Ce projet de loi n'aurait pas eu la même portée il y a six ans, car les banques, qui finançaient l'essentiel de l'économie européenne, doivent aujourd'hui opérer une transition complexe, vers un modèle plus anglo-saxon. La Société générale octroie aussi des prêts parce qu'elle sait qu'elle pourra les refinancer, par exemple sur les marchés obligataires.
Les activités de marché, très diverses, vont de l'intermédiation pour les entreprises et les États, qui émettent respectivement des actions et des obligations, aux opérations de couverture pour les entreprises – qu'il s'agisse de taux de change ou de matières premières –, en passant par l'octroi de liquidités aux investisseurs via l'échange de leurs actifs – dont nous conservons des stocks par-devers nous –, sachant que tous les actifs ne disposent pas de plateformes de marché où se forment en permanence les prix.
Je veux m'arrêter sur quelques sujets sensibles, en commençant par celui des hedge funds. Il est d'ailleurs difficile de les définir, sauf pour dire qu'ils sont moins régulés. En tant que représentants des banques françaises, nous soutenons d'ailleurs toute démarche tendant à les réguler davantage ; mais, outre que cela ne peut se faire qu'au niveau international – d'autant que les hedge funds français sont rares –, ces fonds sont devenus des intervenants significatifs sur les marchés, dont ils représentent sans doute de 15 à 20 % des volumes échangés, même si ces estimations sont toujours difficiles. Aller trop loin dans l'interdiction de traiter avec ces contreparties risque d'affaiblir encore la compétitivité des banques françaises par rapport aux mastodontes que sont déjà, par comparaison, les banques anglo-saxonnes.
La régulation des transactions à haute fréquence concerne davantage la régulation des marchés eux-mêmes que les intervenants, dont les banques ne représentent qu'une partie.
J'en termine par le market making – ou tenue de marché – qui consiste faire les prix en achetant ou en vendant des stocks pour répondre en permanence aux besoins de nos clients investisseurs. Cette activité est cruciale dans le choix des prestataires : lorsqu'une entreprise sélectionne une banque pour émettre une action ou une obligation, elle le fait moins parce que la banque connaît l'entreprise que parce qu'elle sera capable de tenir le marché secondaire où se font les ventes et les reventes du titre. Si les banques françaises sont pénalisées, les entreprises et les investisseurs risquent fort de se tourner vers nos concurrents, nous évinçant de ce marché. La compétitivité est ici la notion clé : gérer un stock – et ceux de la dette souveraine française ou de dettes obligataires représentent, dans nos bilans, plusieurs milliards d'euros –, c'est le financer. Or, si nous le finançons beaucoup plus cher, ou dans des conditions beaucoup plus difficiles que les grandes banques universelles américaines – les États-Unis n'ayant pas l'intention de séparer les différentes activités bancaires –, nous ne serons pas compétitifs.

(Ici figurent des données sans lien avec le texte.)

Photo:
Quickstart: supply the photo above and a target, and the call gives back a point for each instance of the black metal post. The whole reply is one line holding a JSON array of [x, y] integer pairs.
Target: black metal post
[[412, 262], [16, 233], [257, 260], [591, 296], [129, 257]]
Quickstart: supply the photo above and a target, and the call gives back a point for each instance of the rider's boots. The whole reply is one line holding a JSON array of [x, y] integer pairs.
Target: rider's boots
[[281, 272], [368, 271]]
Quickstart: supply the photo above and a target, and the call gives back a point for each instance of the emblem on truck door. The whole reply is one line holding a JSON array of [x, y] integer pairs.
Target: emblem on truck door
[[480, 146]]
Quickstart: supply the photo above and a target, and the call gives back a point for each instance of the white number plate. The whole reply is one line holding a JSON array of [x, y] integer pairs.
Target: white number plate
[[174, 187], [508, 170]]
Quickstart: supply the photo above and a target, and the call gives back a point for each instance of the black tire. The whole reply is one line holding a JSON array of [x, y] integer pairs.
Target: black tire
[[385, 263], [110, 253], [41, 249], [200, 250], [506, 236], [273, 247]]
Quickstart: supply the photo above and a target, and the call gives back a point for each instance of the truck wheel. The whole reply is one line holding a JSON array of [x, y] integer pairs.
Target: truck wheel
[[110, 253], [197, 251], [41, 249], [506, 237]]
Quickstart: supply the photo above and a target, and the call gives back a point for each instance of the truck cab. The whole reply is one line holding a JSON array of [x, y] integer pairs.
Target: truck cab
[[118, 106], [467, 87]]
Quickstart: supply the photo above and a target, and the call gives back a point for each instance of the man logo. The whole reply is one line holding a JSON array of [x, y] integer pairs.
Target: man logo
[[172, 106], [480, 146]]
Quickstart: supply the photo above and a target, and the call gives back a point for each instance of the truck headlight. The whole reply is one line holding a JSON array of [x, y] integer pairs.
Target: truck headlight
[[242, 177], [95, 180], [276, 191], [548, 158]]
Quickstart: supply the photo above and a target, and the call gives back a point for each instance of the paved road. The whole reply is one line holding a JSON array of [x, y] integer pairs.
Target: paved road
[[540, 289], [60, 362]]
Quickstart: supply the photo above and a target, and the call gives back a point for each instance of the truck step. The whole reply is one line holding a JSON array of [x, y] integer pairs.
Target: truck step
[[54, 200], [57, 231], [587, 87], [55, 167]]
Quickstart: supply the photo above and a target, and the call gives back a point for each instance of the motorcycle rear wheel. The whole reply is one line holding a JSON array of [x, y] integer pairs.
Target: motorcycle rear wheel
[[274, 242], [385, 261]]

La solidité de la contrepartie est également un enjeu essentiel pour les entreprises qui signent un contrat à terme, de trois ou quatre ans, et qui désirent se couvrir sur l'acquisition d'un produit – le pétrole pour Air France ou une couverture de change pour un exportateur. Dans un monde concurrentiel, le choix sera vite fait entre une petite filiale non garantie qui aura un rating non-investment grade, et les grandes banques américaines qui se sont consolidées dans la crise.
Comprendre comment nos clients sélectionnent leurs prestataires de services hautement stratégiques pour l'Europe de demain devrait vous inciter, dans l'examen de ce texte, à préserver la compétitivité des banques françaises sur notre coeur de métier – le service aux clients.